結論テキスト
本願商標は、登録すべきものとする。
Trademark Appeal Case
本データベースは、特許庁の審決例をAIで解析・要約したものです。拒絶理由通知に対する意見書作成や、審判請求書等の作成時の参考としてお役立てください。
| 審判番号 | 不服2014−650073(T2014−650073/J1) |
|---|---|
| 審判種別 | 不服 |
| 結論 | 勝訴(請求認容) |
本願商標は、別掲のとおりの構成よりなり、日本国を指定する国際登録において指定された第34類に属する商品を指定商品として、2012年(平成24年)8月14日に国際商標登録出願(事後指定)されたものであり、その後、指定商品については、原審における2013年(平成25年)10月8日付けで国際登録簿に記録された限定の通報があった結果、第34類「Tobacco;cigarettes.」とされた。
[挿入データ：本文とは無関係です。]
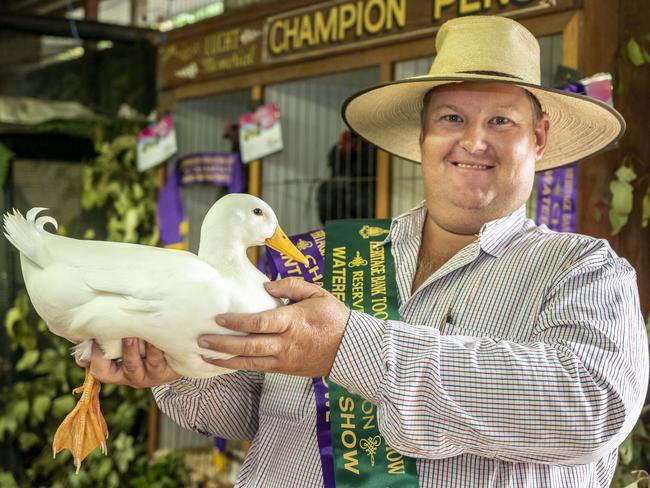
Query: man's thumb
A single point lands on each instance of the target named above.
(294, 289)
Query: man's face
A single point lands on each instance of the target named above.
(479, 145)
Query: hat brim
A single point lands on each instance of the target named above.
(388, 116)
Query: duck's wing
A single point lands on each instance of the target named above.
(126, 299)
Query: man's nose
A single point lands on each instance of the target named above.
(474, 138)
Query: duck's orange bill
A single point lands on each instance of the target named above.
(281, 243)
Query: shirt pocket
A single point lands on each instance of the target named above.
(288, 399)
(499, 330)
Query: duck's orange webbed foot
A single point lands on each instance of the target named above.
(84, 428)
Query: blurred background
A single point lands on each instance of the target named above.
(108, 107)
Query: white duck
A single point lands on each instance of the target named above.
(107, 291)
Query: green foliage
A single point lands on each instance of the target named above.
(127, 196)
(43, 371)
(622, 197)
(645, 211)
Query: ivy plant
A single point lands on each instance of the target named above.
(43, 371)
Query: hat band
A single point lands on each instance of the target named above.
(492, 73)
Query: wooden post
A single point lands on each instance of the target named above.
(382, 193)
(91, 12)
(571, 42)
(255, 171)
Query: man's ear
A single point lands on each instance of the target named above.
(541, 136)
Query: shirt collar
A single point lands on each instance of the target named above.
(493, 237)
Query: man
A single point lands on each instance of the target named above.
(520, 358)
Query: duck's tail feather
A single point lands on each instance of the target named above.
(26, 234)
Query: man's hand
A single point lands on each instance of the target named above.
(299, 339)
(135, 371)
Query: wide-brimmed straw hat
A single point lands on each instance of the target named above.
(483, 49)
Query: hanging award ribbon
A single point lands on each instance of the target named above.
(361, 274)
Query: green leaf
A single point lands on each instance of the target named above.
(14, 315)
(7, 480)
(596, 215)
(622, 199)
(19, 410)
(634, 53)
(626, 451)
(645, 212)
(626, 174)
(123, 452)
(29, 359)
(28, 440)
(104, 469)
(40, 406)
(7, 424)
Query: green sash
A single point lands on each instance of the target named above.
(362, 275)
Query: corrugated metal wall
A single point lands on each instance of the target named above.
(407, 190)
(199, 125)
(311, 125)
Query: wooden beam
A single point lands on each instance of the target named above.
(382, 198)
(255, 171)
(571, 41)
(255, 167)
(540, 26)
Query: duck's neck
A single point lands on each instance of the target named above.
(223, 251)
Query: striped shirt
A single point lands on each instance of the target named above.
(521, 362)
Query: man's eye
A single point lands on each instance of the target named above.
(500, 120)
(452, 118)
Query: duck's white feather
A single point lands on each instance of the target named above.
(108, 291)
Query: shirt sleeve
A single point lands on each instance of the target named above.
(226, 406)
(569, 396)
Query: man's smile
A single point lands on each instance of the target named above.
(472, 165)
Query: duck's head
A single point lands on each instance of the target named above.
(253, 220)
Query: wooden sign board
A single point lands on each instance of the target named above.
(319, 30)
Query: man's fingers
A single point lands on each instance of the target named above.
(267, 364)
(294, 289)
(254, 345)
(154, 358)
(268, 322)
(132, 363)
(105, 370)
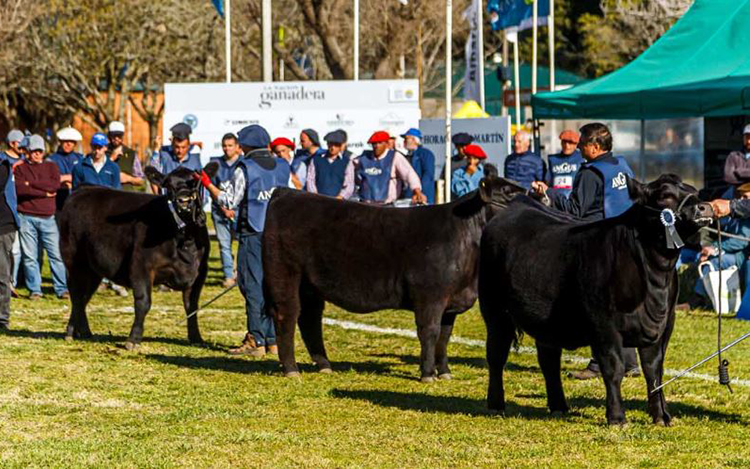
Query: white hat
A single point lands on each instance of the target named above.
(116, 127)
(69, 134)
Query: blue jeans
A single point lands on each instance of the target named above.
(250, 281)
(223, 227)
(33, 230)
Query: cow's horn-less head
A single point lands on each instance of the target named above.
(675, 206)
(184, 193)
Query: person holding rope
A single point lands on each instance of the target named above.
(599, 191)
(257, 175)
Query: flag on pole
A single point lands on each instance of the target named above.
(472, 84)
(219, 5)
(506, 14)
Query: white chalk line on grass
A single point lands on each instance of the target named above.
(480, 343)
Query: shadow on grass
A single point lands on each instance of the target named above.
(244, 365)
(109, 339)
(477, 362)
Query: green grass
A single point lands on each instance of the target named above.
(91, 403)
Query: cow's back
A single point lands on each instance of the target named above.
(365, 258)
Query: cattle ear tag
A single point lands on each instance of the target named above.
(668, 218)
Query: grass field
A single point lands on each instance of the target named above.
(92, 403)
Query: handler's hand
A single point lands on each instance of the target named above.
(720, 207)
(539, 187)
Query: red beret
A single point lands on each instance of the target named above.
(475, 151)
(379, 136)
(282, 141)
(569, 136)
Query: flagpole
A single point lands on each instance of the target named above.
(480, 39)
(356, 39)
(551, 32)
(448, 94)
(228, 38)
(535, 18)
(267, 38)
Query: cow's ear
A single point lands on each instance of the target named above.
(211, 169)
(154, 175)
(638, 191)
(485, 189)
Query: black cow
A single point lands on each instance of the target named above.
(608, 284)
(366, 258)
(136, 240)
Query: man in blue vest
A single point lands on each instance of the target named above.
(223, 217)
(564, 166)
(66, 158)
(600, 191)
(309, 143)
(332, 173)
(170, 157)
(254, 179)
(380, 171)
(96, 169)
(9, 224)
(423, 162)
(523, 165)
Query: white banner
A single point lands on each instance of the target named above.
(285, 108)
(492, 134)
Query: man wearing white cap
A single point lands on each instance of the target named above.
(13, 153)
(65, 158)
(131, 171)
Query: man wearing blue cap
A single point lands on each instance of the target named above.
(423, 162)
(96, 169)
(257, 175)
(171, 157)
(332, 173)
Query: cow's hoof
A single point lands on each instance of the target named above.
(131, 345)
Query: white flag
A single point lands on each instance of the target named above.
(472, 82)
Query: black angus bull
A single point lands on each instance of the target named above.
(366, 258)
(608, 284)
(136, 240)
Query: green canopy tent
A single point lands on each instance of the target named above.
(700, 67)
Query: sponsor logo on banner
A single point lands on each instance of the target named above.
(274, 94)
(340, 121)
(191, 120)
(391, 119)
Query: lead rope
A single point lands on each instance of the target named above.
(723, 363)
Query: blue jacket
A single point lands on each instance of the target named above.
(423, 162)
(525, 168)
(85, 174)
(463, 183)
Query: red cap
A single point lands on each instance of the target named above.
(282, 141)
(569, 136)
(379, 136)
(475, 151)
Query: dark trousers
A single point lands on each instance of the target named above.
(250, 281)
(6, 275)
(628, 356)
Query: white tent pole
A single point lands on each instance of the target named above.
(356, 39)
(551, 31)
(228, 38)
(267, 38)
(448, 94)
(480, 39)
(535, 28)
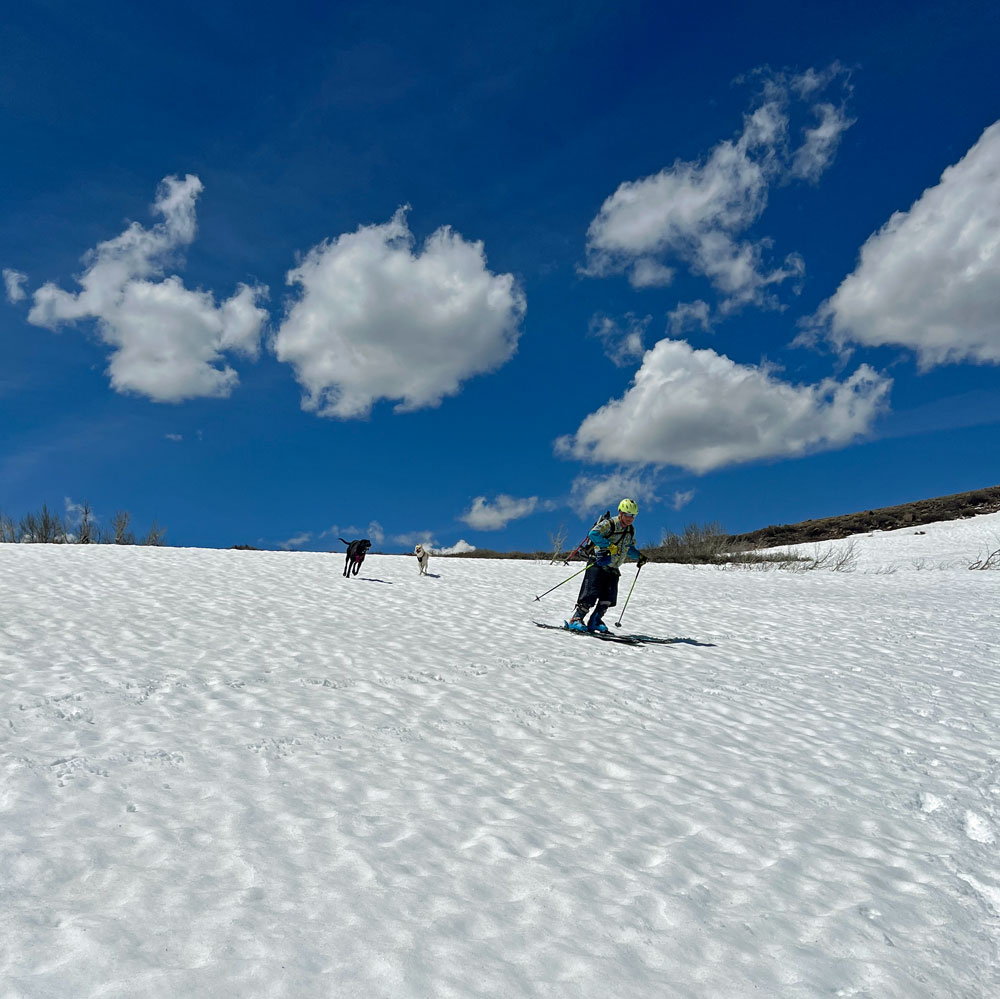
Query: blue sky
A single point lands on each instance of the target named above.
(275, 275)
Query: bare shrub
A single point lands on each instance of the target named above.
(558, 540)
(697, 544)
(86, 531)
(44, 528)
(121, 533)
(155, 536)
(831, 559)
(988, 561)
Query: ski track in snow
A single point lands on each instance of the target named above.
(240, 774)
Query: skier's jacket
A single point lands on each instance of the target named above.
(614, 542)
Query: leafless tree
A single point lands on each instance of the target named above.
(558, 540)
(120, 529)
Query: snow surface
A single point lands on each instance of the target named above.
(231, 773)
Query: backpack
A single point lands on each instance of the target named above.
(588, 549)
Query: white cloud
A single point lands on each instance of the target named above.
(596, 493)
(929, 279)
(623, 343)
(410, 538)
(373, 532)
(821, 142)
(374, 320)
(455, 549)
(483, 516)
(297, 542)
(168, 341)
(696, 212)
(699, 410)
(14, 281)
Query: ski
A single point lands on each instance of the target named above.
(604, 637)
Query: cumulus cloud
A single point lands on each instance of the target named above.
(375, 320)
(374, 532)
(485, 516)
(168, 341)
(456, 549)
(929, 279)
(696, 212)
(297, 542)
(699, 410)
(623, 341)
(14, 283)
(589, 493)
(821, 142)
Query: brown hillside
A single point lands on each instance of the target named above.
(886, 519)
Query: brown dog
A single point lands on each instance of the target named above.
(423, 557)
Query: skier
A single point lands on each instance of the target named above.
(614, 541)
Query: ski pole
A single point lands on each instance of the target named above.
(566, 580)
(618, 623)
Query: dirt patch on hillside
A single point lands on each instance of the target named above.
(888, 518)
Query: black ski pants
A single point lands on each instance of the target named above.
(599, 586)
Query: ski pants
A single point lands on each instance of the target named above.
(600, 586)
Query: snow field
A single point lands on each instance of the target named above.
(240, 774)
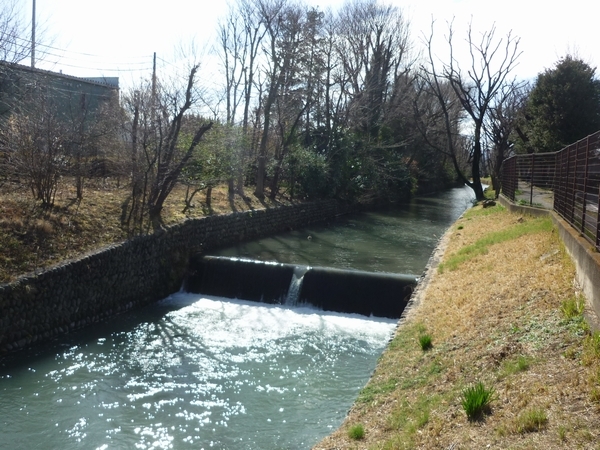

原査定は、「本願商標は、『Taishan』の欧文字を筆記体で書してなるところ、その構成自体にさほど特徴があるものとはいえず、普通に用いられる方法の範囲内で表されているものである。そして、『Taishan』の文字は、1987年にユネスコの世界遺産に登録された『泰山』を『Taishan』と表示する事実を考慮すれば、『中国山東省泰安市にある山』を表したものと容易に理解するものであり、観光地としても知られている。そうとすると、本願商標に接する取引者、需要者は、これを観光地として知られる『泰山』を表したものと理解、認識し、観光地等においては様々な商品が土産物として取引、販売されており、本願指定商品もまた土産物として取引、販売されている場合があることから、本願商標をその指定商品に使用したときには、これに接する取引者、需要者は、該商品が『泰山周辺地域において生産又は販売された商品』であると認識する、単に商品の生産地又は販売地を普通に用いられる方法で表示するにすぎないものであり、かつ、『泰山周辺地域において生産又は販売された商品』以外の商品に使用するときは、商品の品質について誤認を生じるおそれがある。したがって、本願商標は、商標法第3条第1項第3号及び同法第4条第1項第16号に該当する。」旨認定、判断し、本願を拒絶したものである。
本願商標は、前記1のとおり、「Taishan」の欧文字を筆記体で書してなり、その構成は、同じ書体、同じ間隔をもって一体にまとまりよく表されたものであって、構成文字全体から生じる「タイシャン」の称呼も無理なく一連に称呼し得るものである。
そして、「泰山」が、1987年にユネスコの世界遺産に登録されたものであるとしても、我が国において、「Taishan」の文字が「泰山」を表すものとして一般に広く知られているとはいい難いものである。
また、当審において職権をもって調査するも、本願商標の指定商品を取り扱う業界において、「Taishan」の文字が、商品の産地、販売地を表示すものとして普通に使用されている事実は発見することができない。
してみれば、本願商標は、これをその指定商品について使用しても、商品の産地、販売地を表示する標章のみからなるものとはいえず、自他商品の識別標識としての機能を果たし得るものであり、また、商品の品質について誤認を生じるおそれもないというのが相当である。
以上のとおりであるから、本願商標が商標法第3条第1項第3号及び同法第4条第1項第16号に該当するとして本願を拒絶した原査定は、妥当でなく、取消しを免れない。
その他、本願について拒絶の理由を発見しない。
よって、結論のとおり審決する。